Si la caméra peut me suivre, j'attirerais
votre attention vers le tableau qui est juste à ma droite, ici. Alors, je ne
sais pas si c'est possible, sinon je vais me rapprocher.
Alors, ce qu'on peut voir, essentiellement,
c'est que, sur le territoire de l'Est du Québec, ma circonscription de Matane-Matapédia-Mitis
est particulièrement touchée, mais c'est le cas également de la Haute-Gaspésie,
chez le député Gaétan Lelièvre, dans la région des plateaux de la baie des
Chaleurs, ça se rapproche chez Sylvain, également ça pousse vers l'ouest, donc
vers Rimouski, vers Rivière-du-Loup, vers le Témiscouata. Donc, ça, c'est la
situation actuelle.
Donc, ma circonscription est
particulièrement touchée, et ce qui est en cause, c'est toute l'industrie
forestière, mais également des centaines, voire des milliers de propriétaires
de lots privés, des gens qui ont investi, qui l'ont aménagé, pour qui c'est une
richesse exceptionnelle — c'est presque le fonds de pension de
certaines personnes — et là qui se rendent compte, présentement, que
le fruit de tout leur travail va disparaître parce qu'il y a la tordeuse des
bourgeons d'épinette, parce qu'on n'a pas les ressources pour affronter ce
péril. Parce que l'impact, il est réel. J'ai eu l'occasion de visiter cet été,
avec le maire de Saint-Alexandre-des-Lacs, des forêts où c'est vraiment très,
très loin, les avancées, là, de la tordeuse des bourgeons d'épinette.

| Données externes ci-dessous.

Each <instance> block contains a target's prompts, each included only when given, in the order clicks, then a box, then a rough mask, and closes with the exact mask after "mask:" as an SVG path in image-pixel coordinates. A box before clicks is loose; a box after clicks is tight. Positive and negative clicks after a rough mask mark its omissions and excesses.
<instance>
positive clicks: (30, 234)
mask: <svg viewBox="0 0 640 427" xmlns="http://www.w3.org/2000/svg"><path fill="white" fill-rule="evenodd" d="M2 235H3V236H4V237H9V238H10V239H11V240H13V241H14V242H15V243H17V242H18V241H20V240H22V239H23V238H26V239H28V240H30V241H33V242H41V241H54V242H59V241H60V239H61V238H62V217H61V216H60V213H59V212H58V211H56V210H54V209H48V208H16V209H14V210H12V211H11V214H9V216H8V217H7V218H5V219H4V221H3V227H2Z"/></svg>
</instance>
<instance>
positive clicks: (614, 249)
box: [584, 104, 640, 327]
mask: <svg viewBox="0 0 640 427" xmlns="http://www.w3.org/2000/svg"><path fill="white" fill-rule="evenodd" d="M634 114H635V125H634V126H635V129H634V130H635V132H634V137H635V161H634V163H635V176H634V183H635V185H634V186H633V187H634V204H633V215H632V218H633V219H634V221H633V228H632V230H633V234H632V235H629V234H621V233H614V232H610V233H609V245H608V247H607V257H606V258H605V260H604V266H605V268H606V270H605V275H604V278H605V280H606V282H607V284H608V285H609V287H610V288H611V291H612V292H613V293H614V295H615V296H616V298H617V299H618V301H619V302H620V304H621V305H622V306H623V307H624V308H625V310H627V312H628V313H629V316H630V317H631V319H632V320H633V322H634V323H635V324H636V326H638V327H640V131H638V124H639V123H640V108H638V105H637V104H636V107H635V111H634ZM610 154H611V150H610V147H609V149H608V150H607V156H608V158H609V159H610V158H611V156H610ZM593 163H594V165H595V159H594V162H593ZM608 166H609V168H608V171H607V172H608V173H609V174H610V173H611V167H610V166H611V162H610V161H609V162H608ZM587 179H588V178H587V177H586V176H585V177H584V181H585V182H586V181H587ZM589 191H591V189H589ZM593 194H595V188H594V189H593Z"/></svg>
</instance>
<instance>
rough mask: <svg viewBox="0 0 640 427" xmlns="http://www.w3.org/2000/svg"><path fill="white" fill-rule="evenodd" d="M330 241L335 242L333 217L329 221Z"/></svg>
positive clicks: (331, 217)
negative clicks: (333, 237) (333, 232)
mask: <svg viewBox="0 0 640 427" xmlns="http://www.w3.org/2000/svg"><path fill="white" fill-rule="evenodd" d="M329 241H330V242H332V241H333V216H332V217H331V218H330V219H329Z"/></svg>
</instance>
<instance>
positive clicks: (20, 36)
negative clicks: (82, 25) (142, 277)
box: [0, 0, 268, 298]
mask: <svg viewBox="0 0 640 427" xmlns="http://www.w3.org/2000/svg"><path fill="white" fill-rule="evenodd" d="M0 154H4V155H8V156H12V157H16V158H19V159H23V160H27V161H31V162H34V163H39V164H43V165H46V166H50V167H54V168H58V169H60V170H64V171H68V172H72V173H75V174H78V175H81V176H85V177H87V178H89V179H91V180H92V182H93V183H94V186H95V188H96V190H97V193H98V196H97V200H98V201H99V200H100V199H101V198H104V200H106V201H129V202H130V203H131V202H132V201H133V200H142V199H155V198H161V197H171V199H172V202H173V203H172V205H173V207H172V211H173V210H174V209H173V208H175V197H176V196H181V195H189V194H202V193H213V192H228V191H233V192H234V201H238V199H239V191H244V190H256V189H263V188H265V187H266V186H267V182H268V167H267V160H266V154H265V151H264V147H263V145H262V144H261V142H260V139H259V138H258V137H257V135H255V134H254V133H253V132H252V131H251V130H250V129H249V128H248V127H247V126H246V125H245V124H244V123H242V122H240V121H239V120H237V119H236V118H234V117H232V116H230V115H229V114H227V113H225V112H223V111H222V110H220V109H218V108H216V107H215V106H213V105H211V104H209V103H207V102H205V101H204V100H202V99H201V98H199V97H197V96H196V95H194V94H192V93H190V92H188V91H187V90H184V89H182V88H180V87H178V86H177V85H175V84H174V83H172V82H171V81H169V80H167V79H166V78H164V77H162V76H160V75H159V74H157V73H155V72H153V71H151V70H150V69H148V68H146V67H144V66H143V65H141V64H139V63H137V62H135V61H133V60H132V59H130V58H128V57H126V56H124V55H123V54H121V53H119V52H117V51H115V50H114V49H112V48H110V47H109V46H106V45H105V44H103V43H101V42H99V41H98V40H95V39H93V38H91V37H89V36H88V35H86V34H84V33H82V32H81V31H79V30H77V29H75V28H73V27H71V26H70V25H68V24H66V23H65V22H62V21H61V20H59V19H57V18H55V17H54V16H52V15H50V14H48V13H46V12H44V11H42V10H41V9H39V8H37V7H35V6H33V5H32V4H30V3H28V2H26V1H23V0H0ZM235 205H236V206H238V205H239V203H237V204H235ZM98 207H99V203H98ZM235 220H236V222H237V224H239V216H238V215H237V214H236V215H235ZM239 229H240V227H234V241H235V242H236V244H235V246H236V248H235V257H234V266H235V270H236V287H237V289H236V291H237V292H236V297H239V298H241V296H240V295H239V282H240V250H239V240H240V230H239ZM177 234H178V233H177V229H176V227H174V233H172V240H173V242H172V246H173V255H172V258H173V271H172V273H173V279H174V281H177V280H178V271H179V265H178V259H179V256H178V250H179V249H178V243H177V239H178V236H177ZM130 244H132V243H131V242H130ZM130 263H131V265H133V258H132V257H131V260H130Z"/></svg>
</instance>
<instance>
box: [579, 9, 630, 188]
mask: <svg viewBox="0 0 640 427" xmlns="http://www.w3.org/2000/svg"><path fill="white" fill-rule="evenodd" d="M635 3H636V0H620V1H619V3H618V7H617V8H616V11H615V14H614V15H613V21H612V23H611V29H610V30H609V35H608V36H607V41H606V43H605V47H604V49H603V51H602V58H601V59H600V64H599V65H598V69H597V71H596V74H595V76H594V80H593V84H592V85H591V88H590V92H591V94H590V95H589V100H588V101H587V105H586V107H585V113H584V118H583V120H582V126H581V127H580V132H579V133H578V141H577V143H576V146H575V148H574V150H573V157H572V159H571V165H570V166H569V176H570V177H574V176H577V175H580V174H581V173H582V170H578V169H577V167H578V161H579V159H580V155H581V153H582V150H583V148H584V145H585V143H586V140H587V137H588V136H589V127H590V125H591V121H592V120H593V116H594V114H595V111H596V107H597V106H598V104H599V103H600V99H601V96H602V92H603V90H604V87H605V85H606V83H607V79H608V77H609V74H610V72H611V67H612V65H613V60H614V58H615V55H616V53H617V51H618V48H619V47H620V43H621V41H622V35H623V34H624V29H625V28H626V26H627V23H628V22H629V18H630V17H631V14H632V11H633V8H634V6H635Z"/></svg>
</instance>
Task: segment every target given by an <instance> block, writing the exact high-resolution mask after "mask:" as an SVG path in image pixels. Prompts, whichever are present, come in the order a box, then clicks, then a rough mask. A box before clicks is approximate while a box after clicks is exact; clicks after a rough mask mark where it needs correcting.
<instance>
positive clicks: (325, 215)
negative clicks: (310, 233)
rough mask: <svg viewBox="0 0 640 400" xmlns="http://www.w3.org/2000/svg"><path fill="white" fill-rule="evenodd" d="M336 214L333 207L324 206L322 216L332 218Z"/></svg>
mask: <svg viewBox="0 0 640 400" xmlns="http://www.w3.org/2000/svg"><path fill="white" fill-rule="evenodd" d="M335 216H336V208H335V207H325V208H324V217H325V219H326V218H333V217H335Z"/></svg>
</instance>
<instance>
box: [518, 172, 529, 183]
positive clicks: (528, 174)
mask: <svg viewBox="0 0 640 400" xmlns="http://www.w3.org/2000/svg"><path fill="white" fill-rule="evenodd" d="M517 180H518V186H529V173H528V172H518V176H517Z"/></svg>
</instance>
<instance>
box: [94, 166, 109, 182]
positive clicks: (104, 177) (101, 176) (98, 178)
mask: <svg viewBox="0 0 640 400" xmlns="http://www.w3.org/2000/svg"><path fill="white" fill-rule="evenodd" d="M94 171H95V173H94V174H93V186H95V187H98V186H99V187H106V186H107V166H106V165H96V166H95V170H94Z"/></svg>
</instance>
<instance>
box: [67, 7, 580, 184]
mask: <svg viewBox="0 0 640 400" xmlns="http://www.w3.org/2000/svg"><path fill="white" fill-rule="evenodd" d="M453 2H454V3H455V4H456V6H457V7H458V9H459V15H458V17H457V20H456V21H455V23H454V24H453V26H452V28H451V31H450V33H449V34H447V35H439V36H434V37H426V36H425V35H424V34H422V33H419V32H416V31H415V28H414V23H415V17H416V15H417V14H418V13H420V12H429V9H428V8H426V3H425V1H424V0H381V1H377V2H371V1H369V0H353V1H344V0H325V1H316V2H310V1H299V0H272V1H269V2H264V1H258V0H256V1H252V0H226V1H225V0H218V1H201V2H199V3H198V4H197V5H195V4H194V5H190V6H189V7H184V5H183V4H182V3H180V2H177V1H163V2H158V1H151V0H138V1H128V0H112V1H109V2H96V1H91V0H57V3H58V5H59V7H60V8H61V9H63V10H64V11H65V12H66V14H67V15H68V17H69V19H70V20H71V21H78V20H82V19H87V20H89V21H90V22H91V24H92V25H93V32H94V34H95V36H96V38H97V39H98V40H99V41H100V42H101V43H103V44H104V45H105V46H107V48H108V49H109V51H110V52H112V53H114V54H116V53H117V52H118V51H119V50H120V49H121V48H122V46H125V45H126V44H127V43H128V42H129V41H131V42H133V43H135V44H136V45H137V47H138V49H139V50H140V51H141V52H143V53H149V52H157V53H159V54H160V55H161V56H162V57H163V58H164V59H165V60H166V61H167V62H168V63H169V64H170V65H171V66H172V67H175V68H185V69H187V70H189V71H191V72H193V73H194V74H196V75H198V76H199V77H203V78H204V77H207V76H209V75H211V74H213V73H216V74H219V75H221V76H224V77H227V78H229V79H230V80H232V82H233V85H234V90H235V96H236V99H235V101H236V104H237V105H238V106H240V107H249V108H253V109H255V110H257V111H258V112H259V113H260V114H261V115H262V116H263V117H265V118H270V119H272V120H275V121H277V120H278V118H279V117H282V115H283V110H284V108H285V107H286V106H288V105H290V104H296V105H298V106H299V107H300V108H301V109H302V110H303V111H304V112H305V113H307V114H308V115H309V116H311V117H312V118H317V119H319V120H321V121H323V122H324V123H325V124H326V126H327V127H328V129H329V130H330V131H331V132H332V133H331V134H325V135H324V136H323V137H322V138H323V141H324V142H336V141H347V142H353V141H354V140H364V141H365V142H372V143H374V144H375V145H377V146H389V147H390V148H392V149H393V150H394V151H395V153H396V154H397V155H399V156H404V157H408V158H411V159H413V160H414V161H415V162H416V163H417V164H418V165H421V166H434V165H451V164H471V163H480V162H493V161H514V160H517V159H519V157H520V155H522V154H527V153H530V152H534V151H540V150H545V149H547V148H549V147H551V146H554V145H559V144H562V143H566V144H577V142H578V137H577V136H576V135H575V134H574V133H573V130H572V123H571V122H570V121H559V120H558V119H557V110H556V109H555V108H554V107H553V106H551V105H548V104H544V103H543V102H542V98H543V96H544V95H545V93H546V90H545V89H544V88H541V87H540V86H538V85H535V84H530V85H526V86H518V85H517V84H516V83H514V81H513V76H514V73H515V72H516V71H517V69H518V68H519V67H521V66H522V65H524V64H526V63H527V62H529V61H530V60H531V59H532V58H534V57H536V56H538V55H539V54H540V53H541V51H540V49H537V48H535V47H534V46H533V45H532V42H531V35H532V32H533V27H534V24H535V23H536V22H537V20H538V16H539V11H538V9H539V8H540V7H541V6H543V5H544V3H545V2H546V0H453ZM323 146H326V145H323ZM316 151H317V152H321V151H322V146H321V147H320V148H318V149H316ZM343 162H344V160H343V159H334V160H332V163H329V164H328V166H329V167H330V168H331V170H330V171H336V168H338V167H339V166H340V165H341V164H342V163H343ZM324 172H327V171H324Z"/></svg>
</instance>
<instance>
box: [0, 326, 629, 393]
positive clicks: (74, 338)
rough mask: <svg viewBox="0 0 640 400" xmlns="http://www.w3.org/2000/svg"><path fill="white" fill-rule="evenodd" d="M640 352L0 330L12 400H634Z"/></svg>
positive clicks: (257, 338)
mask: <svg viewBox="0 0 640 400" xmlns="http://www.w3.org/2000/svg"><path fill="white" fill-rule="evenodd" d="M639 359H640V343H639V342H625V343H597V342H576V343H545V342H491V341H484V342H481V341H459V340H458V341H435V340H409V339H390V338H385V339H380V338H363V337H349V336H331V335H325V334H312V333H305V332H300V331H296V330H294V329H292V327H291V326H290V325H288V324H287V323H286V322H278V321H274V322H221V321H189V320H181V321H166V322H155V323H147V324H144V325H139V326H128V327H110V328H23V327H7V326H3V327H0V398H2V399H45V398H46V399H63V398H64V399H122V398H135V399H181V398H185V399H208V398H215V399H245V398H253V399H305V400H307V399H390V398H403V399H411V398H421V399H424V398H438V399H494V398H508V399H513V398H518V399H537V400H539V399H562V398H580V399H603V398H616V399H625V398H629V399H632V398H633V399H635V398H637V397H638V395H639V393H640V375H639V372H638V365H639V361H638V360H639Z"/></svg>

Ce qu'on demande, essentiellement, et ça,
je l'ai validé encore ce matin avec la Société d'exploitation des ressources de
la vallée de la Matapédia, c'est être capables d'avoir des incitatifs à la
récolte pour des peuplements matures qui sont affectés par la tordeuse des
bourgeons d'épinette, surtout pour la remise en production et reboisement de
ces superficies, comme vous l'a indiqué le député de Bonaventure, mais
également de protéger le peuplement vulnérable des plus jeunes par un arrosage.
Et l'arrosage, il se fait en partie sur les terres publiques, mais, selon moi,
il doit se faire également sur les terres privées pour protéger un
investissement, une richesse qu'on a dans tout l'Est du Québec, pas seulement
dans la Matanie, la Matapédia et la Mitis, mais également dans les plateaux, en
Haute-Gaspésie, dans la région de Rimouski, dans le Haut-Pays de la Neigette
également. Toute notre région est touchée, et bientôt ça sera tout l'ouest du
Bas-Saint-Laurent également.
Sylvain vous a évoqué un précédent. Le gouvernement
a reconnu que, pour l'entreprise Résolu, il y avait un manque à gagner
directement lié à la tordeuse du bourgeon d'épinette. C'est vrai. On est
heureux pour cette entreprise, mais, par équité, on souhaiterait qu'on ait
également une aide financière importante pour protéger notre forêt, protéger
les lots privés des gens de chez nous.
Alors, c'est un impact réel. Les gens qui
nous écoutent, d'ailleurs, au Québec, vont se poser la question : Pourquoi
un enjeu régional devrait être un enjeu national? Bien, parce que le Québec est
un pays forestier, et notre région contribue puissamment à l'économie du Québec
avec ses ressources, et on a besoin de ce soutien pour qu'elle continue d'être
une richesse pour l'ensemble des Québécois et des Québécoises.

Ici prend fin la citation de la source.